Als Terroristen im neuen Netflix-Original-Film „Blood Red Sky“ ein Flugzeug entführen, haben sie die Rechnung ohne Nadja gemacht. Nadja und ihr Sohn sind Passagiere in dem Flugzeug; Nadjas „Blutkrankheit“ soll in den USA behandelt werden. Im Lauf des Films stellt sich aber heraus: Nadja ist nicht krank, sondern ein Vampir. Und ohne ihre Medikamente verwandelt sie sich. Als Monster mit Klauen und Fangzähnen verteidigt Nadja sich, ihren Sohn und die anderen Fluggäste. Die Hauptrolle in dem deutschen Netflix-Original spielt die deutsche Schauspielerin Peri Baumeister, auch der Regisseur ist deutsch. Co-produziert hat den Film Sasha Bühler, Halbamerikanerin mit deutschen Wurzeln. Bühler arbeitet seit Ende 2019 beim Streamingdienst Netflix. Dort verantwortet sie mit ihrem Team alles, was mit Filmproduktionen für Netflix im deutschsprachigen Raum zu tun hat. Diese Filme sind für ein lokales wie auch globales Publikum gedacht. „Ein diverses Publikum“, wie Bühler sagt.

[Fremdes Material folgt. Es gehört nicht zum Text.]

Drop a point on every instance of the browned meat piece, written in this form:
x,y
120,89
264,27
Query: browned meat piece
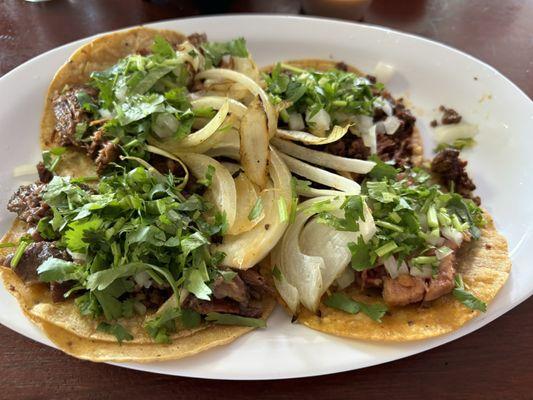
x,y
450,116
69,113
405,289
27,202
451,170
443,283
252,278
166,165
234,289
348,146
107,154
58,290
35,254
45,176
197,39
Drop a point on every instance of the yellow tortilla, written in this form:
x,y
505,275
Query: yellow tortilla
x,y
484,265
73,333
326,65
77,335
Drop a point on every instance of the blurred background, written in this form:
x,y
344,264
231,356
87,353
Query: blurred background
x,y
498,32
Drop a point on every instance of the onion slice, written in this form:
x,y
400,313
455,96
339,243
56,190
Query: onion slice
x,y
251,85
319,175
323,159
308,138
245,250
254,141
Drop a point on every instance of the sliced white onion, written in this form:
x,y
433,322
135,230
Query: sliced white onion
x,y
346,278
319,122
251,85
452,132
222,189
296,122
383,72
321,176
254,144
452,234
217,102
246,199
391,124
288,292
308,138
391,265
323,159
247,249
370,139
24,170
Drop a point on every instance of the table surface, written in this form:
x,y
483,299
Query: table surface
x,y
492,363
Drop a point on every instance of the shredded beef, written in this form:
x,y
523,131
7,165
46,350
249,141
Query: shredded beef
x,y
450,116
45,176
196,39
106,155
35,254
27,202
69,113
450,170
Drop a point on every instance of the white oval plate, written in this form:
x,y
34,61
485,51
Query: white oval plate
x,y
428,73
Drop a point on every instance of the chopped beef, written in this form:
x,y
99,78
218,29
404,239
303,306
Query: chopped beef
x,y
443,283
405,289
449,116
28,203
225,305
69,113
196,39
234,289
166,165
45,175
106,155
58,290
341,66
35,254
397,147
450,170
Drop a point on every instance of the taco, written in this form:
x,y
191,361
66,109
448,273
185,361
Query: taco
x,y
143,238
387,247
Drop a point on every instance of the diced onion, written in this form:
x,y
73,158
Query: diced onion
x,y
452,132
383,72
323,159
391,124
251,85
321,176
308,138
296,122
24,170
391,265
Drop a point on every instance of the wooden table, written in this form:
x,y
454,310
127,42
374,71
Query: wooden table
x,y
492,363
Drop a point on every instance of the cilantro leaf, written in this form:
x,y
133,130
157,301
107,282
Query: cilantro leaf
x,y
465,297
230,319
342,302
116,330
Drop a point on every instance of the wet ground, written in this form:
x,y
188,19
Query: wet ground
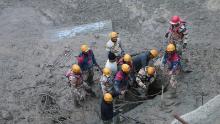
x,y
33,64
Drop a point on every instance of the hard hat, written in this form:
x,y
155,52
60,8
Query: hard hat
x,y
125,68
154,53
170,48
113,35
106,72
127,58
150,70
174,20
75,69
108,97
84,48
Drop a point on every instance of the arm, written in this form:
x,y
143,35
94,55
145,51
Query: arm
x,y
164,61
116,87
72,81
93,58
120,45
138,80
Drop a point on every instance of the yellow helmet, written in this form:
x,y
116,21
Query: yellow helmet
x,y
125,68
127,58
84,48
108,97
150,70
113,35
106,72
75,69
154,53
170,48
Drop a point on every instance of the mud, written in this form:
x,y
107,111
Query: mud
x,y
32,65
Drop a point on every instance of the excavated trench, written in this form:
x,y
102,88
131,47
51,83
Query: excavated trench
x,y
33,85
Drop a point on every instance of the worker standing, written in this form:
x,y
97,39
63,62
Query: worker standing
x,y
107,109
111,64
126,59
79,87
114,45
121,81
86,61
172,59
142,60
106,81
177,33
145,77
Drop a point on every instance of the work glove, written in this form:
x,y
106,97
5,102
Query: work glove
x,y
167,34
123,92
184,45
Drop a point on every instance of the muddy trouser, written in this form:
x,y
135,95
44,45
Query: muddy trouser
x,y
88,76
108,122
79,95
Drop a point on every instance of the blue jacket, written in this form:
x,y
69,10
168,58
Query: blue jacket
x,y
86,61
141,60
106,110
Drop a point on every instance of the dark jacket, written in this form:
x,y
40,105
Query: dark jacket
x,y
141,60
106,110
121,83
86,61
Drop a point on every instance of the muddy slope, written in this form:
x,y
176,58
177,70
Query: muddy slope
x,y
32,68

Die Besetzung von Hauptrollen in grossen Filmen ist hingegen ganz und gar nicht divers – dabei dienen Filmfiguren nicht selten als Inspiration und Vorbilder. Allerdings haben Frauen und Minderheiten in der Vergangenheit nur sehr selten inspirierende Protagonisten auf der Leinwand verkörpert. Das Verhältnis von Männern zu Frauen auf dem Bildschirm hat sich seit 1946 kaum verändert: 66 % der Charaktere waren 2019 männlich, nur 34 % weiblich. Und wenn Frauen auf der Leinwand präsent sind, werden sie oft in traditionell weiblichen Rollen oder durch eine „männliche Brille“ gezeigt – in der Filmtheorie auch „Male Gaze“ genannt.

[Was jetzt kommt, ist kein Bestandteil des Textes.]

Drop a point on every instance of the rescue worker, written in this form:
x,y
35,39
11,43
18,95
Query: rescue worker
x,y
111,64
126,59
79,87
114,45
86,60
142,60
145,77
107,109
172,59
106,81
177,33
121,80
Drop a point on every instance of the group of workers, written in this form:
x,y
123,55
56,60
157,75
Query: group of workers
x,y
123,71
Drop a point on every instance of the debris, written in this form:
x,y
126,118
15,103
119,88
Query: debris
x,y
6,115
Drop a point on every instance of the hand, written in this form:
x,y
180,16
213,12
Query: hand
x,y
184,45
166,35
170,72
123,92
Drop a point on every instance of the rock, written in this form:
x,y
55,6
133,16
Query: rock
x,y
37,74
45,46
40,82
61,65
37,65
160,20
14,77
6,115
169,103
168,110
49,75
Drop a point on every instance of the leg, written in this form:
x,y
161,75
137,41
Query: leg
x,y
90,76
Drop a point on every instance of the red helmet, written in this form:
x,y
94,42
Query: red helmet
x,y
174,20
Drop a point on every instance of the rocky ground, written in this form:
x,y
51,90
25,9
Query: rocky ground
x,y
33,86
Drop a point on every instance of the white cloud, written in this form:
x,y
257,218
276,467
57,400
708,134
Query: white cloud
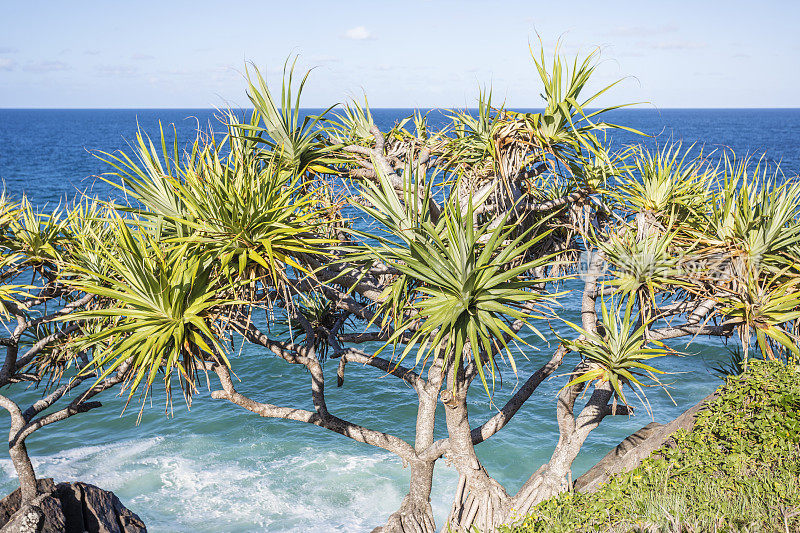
x,y
326,59
641,31
674,45
116,71
46,66
359,33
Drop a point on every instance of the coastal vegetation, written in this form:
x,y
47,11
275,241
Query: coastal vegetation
x,y
736,470
445,253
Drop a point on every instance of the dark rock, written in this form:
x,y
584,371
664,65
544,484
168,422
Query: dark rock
x,y
68,507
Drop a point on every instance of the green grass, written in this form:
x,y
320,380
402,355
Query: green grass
x,y
737,470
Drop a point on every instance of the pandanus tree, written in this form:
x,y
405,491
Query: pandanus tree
x,y
467,240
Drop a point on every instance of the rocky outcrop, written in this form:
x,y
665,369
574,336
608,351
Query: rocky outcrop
x,y
632,451
68,507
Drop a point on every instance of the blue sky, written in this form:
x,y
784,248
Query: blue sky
x,y
411,53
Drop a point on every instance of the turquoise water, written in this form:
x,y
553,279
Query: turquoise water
x,y
217,467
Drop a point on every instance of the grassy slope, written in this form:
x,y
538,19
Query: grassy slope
x,y
737,470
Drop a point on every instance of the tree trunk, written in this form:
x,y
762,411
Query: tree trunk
x,y
480,501
18,452
24,468
415,514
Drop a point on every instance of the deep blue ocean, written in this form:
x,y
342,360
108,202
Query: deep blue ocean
x,y
220,468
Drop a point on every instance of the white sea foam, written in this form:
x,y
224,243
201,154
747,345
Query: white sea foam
x,y
193,484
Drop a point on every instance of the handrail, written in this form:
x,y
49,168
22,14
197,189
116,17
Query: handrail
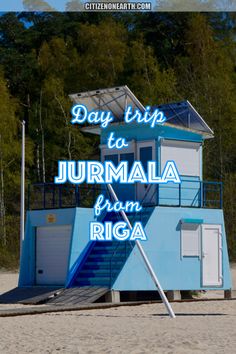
x,y
146,260
49,195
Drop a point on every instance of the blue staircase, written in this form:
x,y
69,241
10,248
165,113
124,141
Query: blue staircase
x,y
105,260
103,264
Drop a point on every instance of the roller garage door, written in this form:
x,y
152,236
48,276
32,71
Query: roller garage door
x,y
52,253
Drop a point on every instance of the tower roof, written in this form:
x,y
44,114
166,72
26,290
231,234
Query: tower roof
x,y
181,115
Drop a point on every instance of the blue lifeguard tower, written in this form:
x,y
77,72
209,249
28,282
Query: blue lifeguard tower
x,y
184,223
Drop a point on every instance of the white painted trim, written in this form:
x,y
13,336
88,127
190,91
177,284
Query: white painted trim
x,y
220,254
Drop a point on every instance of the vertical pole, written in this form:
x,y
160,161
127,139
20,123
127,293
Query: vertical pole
x,y
146,261
22,204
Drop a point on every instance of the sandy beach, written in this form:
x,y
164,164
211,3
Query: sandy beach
x,y
200,327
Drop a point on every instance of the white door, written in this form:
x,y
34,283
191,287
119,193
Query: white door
x,y
52,253
211,255
146,152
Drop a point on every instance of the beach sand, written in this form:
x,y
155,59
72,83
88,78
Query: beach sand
x,y
200,327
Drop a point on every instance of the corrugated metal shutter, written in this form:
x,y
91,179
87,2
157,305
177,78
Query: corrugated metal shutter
x,y
52,253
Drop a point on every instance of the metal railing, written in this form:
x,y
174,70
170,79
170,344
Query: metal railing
x,y
190,193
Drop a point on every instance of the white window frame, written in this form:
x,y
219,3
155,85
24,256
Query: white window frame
x,y
198,240
164,142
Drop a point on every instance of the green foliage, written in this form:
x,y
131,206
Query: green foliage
x,y
162,57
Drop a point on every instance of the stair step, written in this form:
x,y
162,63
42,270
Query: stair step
x,y
103,257
86,272
93,281
101,265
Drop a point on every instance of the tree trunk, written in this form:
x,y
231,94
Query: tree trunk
x,y
2,200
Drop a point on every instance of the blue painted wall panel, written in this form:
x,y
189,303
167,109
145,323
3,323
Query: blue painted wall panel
x,y
164,251
79,218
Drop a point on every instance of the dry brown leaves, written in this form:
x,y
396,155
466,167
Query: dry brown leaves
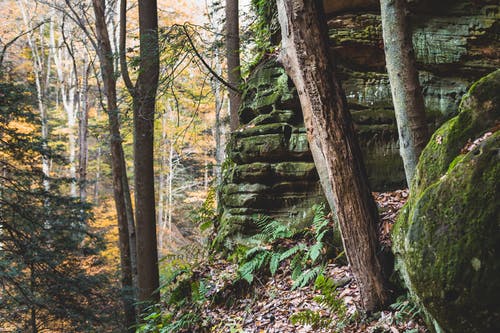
x,y
389,204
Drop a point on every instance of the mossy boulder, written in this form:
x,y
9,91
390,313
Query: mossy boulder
x,y
447,238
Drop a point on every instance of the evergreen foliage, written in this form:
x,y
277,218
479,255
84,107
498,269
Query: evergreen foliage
x,y
328,298
273,247
46,249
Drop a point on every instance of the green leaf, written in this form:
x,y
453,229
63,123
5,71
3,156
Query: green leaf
x,y
274,263
291,251
315,251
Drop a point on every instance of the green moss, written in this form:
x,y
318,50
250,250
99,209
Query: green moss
x,y
479,111
446,239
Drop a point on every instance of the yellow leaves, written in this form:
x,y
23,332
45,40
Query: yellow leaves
x,y
106,223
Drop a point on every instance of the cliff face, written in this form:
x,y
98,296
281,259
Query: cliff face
x,y
456,43
270,169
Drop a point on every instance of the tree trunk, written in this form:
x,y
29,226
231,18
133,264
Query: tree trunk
x,y
41,88
144,111
83,132
117,162
305,56
233,60
403,76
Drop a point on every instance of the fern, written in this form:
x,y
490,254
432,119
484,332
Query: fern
x,y
291,251
328,298
274,262
248,269
303,257
306,277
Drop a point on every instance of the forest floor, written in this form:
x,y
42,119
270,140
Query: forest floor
x,y
268,304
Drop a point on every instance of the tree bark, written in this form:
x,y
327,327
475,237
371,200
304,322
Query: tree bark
x,y
305,56
105,55
233,60
83,132
144,110
403,76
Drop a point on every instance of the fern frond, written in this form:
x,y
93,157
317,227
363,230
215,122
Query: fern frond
x,y
312,318
306,277
291,251
248,269
315,251
274,262
253,251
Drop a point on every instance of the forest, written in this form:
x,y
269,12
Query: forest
x,y
250,166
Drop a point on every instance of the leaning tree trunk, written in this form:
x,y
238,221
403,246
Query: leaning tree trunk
x,y
233,60
117,162
144,112
406,92
305,56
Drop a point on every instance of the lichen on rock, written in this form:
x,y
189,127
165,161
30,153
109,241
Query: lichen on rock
x,y
447,239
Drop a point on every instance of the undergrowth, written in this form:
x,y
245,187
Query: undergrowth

Das Fehlen eines Vorbilds auf der Leinwand schadet vor allem jungen Mädchen: Sie werden davon abgehalten, ihre Ziele zu verfolgen und sich aktiv an sozialen Angelegenheiten zu beteiligen, wie die Politik- und Sozialwissenschaftlerinnen Amanda Haraldsson and Lena Wängnerud schreiben. Tatsächlich hat eine vom Geena Davis Institute in Auftrag gegebene Studie ergeben: „Je mehr Fernsehen ein Mädchen sieht, desto weniger Optionen glaubt sie, im Leben zu haben.“ Nicht anders sieht es hinter den Kulissen aus: Viele Schlüsselrollen, darunter Regisseure und Kameraleute, wurden jahrzehntelang fast ausschliesslich von Männern besetzt, schreibt Martha Lauzen, Gründerin und geschäftsführende Direktorin des Center for the Study of Women in Television and Film und Professorin für Film und Fernsehen an der San Diego State University.
In einer Studie verfolgte sie gut zwei Jahrzehnte lang die Beteiligung von Frauen an den 250 umsatzstärksten Filmen in den USA. 2020 waren nur 23 % aller Regisseure, Executive Producer, Autoren, Kameraleute und Redakteure weiblich – Sasha Bühler sagt, es sei erschreckend, dass die Quote bei Regisseurinnen so gering sei. „Das zeigt, dass Frauen noch immer nicht die gleichen Chancen wie Männer bekommen, dass es zu wenige Frauen in Entscheidungspositionen gibt und zu wenige weibliche Vorbilder. Hinzu kommt, dass Frauen im Schnitt mit deutlich geringeren Budgets arbeiten müssen“, so Bühler.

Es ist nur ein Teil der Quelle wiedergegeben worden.